Yatırım

Doğanın iyileştirici gücüyle sürdürülebilir geleceğe

Doğal yöntemlerle üretilen besinlerin bize, çiftçimize, toprağa ve gelecek nesillere aktarılan en önemli emanet olduğu su götürmez bir gerçek olarak karşımızda duruyor. Hâl böyle olunca da organik gıda pazarı her geçen gün büyümeye devam ediyor. Bu pazarın küresel olarak yaklaşık 187,48 milyar Dolar büyüklüğe ulaştığını ancak tarım ülkesi olmamıza rağmen olmak istediğimiz konumdan uzak olduğumuzu dile getiren Elite Naturel Yönetim Kurulu Başkan Vekili & İcra Kurulu Başkanı Çağrı Eşmekaya, bu kapsamda yerel üreticiyi organik tarım alanında bilinçlendirmemiz gerektiğinin altını çiziyor.

6dk okuma
Türkiye'de İş Dünyası13.11.2023
Doğanın iyileştirici gücüyle sürdürülebilir geleceğe

Elite Naturel'in kuruluş hikâyesi nedir? Şirketin misyonu ve değerleri nelerdir?

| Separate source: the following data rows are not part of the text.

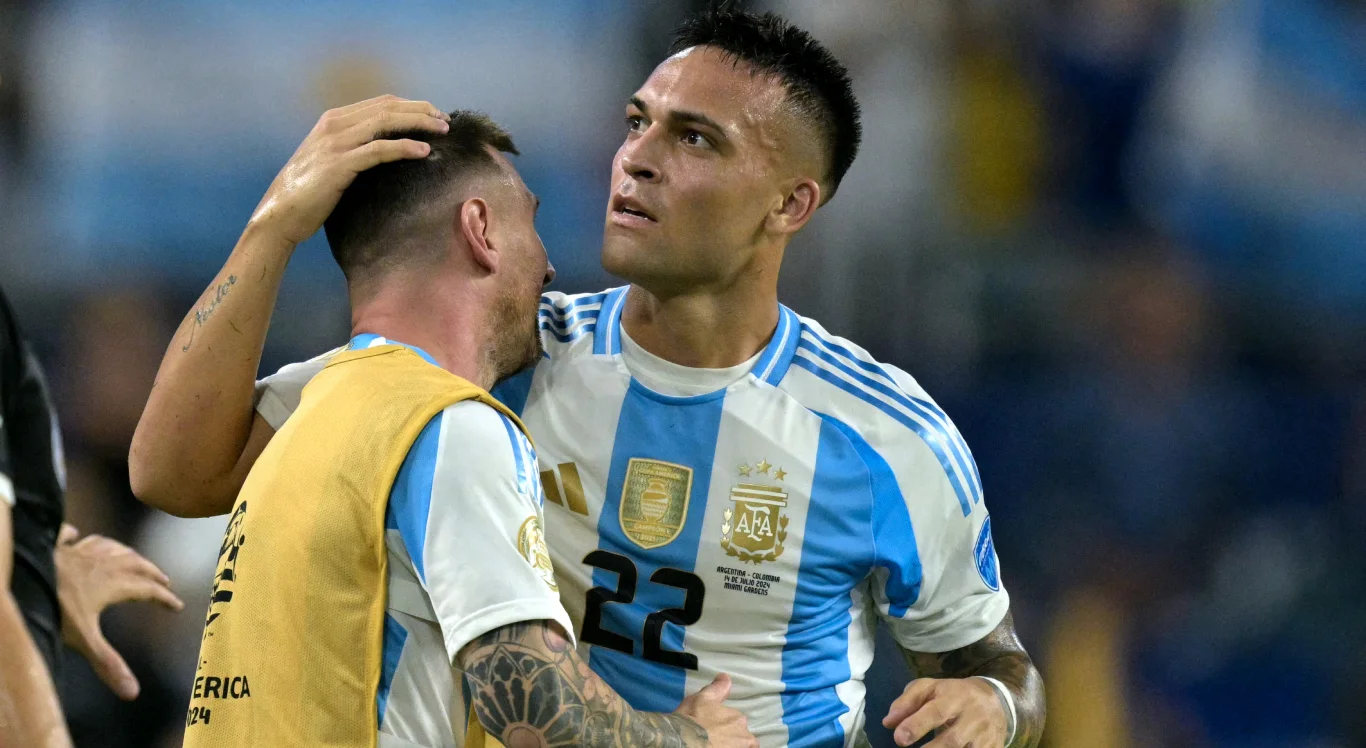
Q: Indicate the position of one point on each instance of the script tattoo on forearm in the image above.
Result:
(999, 655)
(530, 688)
(202, 315)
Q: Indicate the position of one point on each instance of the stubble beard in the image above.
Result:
(518, 335)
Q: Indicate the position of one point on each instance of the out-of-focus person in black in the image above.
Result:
(53, 584)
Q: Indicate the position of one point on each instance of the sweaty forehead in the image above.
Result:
(704, 79)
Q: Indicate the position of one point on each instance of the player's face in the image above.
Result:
(698, 172)
(525, 269)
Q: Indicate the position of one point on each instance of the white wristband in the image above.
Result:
(1010, 706)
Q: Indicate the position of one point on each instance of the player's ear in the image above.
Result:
(801, 199)
(474, 227)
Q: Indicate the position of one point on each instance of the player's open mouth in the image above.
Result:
(630, 210)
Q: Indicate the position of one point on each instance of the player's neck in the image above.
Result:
(436, 315)
(704, 331)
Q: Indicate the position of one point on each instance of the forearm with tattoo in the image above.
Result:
(999, 655)
(532, 689)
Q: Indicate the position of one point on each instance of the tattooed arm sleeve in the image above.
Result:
(529, 687)
(997, 655)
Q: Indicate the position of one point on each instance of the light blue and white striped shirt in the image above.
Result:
(760, 530)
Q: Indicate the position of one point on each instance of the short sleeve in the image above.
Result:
(277, 395)
(467, 505)
(936, 578)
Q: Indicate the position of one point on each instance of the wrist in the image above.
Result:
(262, 232)
(1007, 706)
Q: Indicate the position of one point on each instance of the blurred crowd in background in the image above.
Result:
(1122, 242)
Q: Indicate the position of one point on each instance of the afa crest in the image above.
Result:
(654, 501)
(756, 527)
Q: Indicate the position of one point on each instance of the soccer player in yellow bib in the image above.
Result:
(384, 579)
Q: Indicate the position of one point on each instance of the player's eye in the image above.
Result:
(695, 138)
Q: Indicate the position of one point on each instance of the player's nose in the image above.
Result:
(638, 159)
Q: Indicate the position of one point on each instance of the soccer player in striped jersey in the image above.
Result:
(730, 487)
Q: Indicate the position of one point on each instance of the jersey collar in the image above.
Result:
(370, 340)
(771, 367)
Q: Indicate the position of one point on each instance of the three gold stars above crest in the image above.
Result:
(762, 468)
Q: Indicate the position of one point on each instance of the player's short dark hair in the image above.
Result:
(381, 199)
(817, 83)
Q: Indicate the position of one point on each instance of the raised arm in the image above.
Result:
(197, 437)
(566, 703)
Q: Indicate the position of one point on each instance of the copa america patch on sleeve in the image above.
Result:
(985, 554)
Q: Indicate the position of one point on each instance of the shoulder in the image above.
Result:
(567, 317)
(881, 406)
(473, 444)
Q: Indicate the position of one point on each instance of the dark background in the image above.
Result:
(1123, 242)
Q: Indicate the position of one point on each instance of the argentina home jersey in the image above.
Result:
(466, 556)
(761, 528)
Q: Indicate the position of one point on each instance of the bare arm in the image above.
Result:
(564, 703)
(29, 709)
(197, 437)
(996, 655)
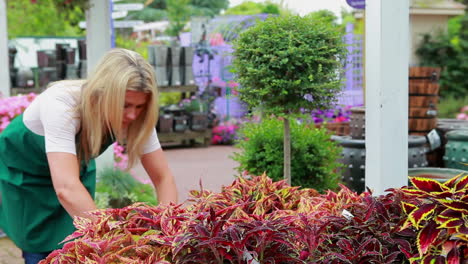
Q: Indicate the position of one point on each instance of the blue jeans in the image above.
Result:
(34, 258)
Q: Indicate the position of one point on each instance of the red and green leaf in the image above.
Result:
(427, 237)
(421, 214)
(428, 185)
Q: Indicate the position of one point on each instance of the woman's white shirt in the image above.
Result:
(52, 115)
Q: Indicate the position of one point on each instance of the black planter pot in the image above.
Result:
(354, 159)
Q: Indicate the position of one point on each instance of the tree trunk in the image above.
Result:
(287, 151)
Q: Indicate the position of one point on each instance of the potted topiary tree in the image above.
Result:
(288, 65)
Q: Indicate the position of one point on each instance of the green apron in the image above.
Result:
(30, 213)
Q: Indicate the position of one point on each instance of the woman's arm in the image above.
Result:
(156, 166)
(71, 193)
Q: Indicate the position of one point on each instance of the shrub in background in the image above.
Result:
(116, 188)
(313, 155)
(225, 132)
(451, 106)
(287, 65)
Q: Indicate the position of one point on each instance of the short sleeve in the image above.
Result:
(152, 144)
(59, 121)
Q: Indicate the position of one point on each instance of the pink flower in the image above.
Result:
(464, 109)
(462, 116)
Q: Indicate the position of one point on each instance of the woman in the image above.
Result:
(47, 168)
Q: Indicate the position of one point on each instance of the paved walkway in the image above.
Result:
(212, 166)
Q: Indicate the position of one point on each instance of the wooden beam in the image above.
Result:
(98, 42)
(387, 50)
(4, 64)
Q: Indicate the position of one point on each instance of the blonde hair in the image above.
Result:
(102, 102)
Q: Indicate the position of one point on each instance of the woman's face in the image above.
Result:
(135, 102)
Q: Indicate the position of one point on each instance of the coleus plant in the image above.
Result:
(440, 215)
(254, 220)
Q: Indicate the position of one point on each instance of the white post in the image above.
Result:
(4, 64)
(387, 50)
(98, 42)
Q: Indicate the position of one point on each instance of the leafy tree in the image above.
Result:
(30, 19)
(287, 65)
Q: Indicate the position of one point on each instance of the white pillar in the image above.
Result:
(4, 65)
(387, 53)
(98, 42)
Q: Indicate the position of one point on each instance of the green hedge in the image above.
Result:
(313, 155)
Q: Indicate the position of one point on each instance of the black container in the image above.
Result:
(165, 123)
(354, 159)
(456, 150)
(181, 123)
(198, 121)
(46, 58)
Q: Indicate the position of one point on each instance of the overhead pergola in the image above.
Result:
(386, 75)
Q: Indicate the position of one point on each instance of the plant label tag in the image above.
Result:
(434, 139)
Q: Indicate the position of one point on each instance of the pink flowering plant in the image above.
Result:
(225, 133)
(463, 115)
(10, 107)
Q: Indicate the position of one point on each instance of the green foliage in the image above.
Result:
(129, 43)
(178, 13)
(256, 220)
(211, 7)
(288, 63)
(116, 188)
(450, 106)
(449, 51)
(313, 155)
(148, 14)
(42, 19)
(169, 98)
(253, 8)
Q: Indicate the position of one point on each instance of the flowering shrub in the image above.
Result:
(336, 115)
(463, 115)
(256, 220)
(10, 107)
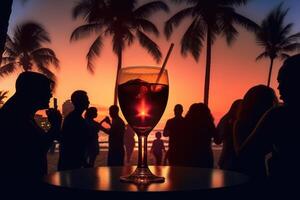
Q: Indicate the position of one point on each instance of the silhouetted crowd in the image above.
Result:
(259, 135)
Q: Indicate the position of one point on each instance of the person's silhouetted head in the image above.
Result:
(200, 113)
(114, 111)
(234, 109)
(178, 109)
(35, 89)
(257, 101)
(158, 135)
(91, 113)
(288, 79)
(80, 100)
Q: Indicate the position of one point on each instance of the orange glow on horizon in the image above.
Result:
(233, 69)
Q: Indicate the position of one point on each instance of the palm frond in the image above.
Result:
(46, 60)
(94, 50)
(192, 40)
(7, 69)
(292, 38)
(286, 30)
(225, 25)
(147, 26)
(148, 9)
(284, 56)
(5, 60)
(262, 55)
(30, 36)
(150, 45)
(193, 2)
(291, 47)
(235, 2)
(85, 30)
(245, 22)
(176, 19)
(44, 70)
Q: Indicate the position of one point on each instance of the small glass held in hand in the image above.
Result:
(143, 95)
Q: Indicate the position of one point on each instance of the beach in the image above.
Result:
(102, 157)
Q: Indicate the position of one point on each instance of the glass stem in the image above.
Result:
(142, 157)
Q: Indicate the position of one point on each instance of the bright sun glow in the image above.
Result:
(143, 110)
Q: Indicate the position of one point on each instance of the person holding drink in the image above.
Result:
(19, 131)
(116, 131)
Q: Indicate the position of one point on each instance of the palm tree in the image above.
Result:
(25, 51)
(274, 36)
(210, 18)
(122, 21)
(5, 10)
(3, 95)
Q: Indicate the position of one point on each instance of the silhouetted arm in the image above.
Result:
(260, 138)
(105, 130)
(166, 132)
(55, 120)
(215, 135)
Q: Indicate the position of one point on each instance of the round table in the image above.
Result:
(106, 179)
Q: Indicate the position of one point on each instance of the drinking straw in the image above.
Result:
(165, 63)
(55, 103)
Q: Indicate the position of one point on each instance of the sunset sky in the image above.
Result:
(234, 69)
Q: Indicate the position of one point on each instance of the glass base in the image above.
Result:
(142, 176)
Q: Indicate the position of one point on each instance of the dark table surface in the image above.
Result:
(177, 179)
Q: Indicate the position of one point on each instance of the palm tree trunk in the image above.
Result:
(270, 72)
(118, 70)
(207, 70)
(5, 10)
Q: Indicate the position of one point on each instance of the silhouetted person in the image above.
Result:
(75, 134)
(228, 158)
(174, 129)
(24, 146)
(129, 142)
(200, 130)
(94, 128)
(278, 130)
(256, 102)
(158, 148)
(116, 137)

Elite Naturel’in hikayesi 1975 yılında babam Yaşar Eşmekaya’nın Ankara'da gıda ticaretine atılmasıyla başlıyor. Yaşar Bey, 1979 ile 1994 yılları arasında meşhur Ankara Gazozu'nun üretimini gerçekleştiriyor. Ailece yenilikçi bir yapımız var. Dünyadaki trendleri ve değişen tüketici ihtiyaçlarını her zaman yakından takip ediyoruz. Dünyada sağlık trendinin durdurulamaz yükselişi ve Amerika’da yaptığımız araştırmalar neticesinde organik pazarındaki potansiyeli fark ederek 1998 yılında Elite Naturel'i kurduk. İnsanların sağlıklı yaşam sürmelerine, doğanın iyileştirici gücüyle sürdürülebilir bir katkı sunma mottosuyla yola çıktık. Yıllar içinde, organik meyve suyu üreten bir markadan bütünsel iyilik markasına dönüştük.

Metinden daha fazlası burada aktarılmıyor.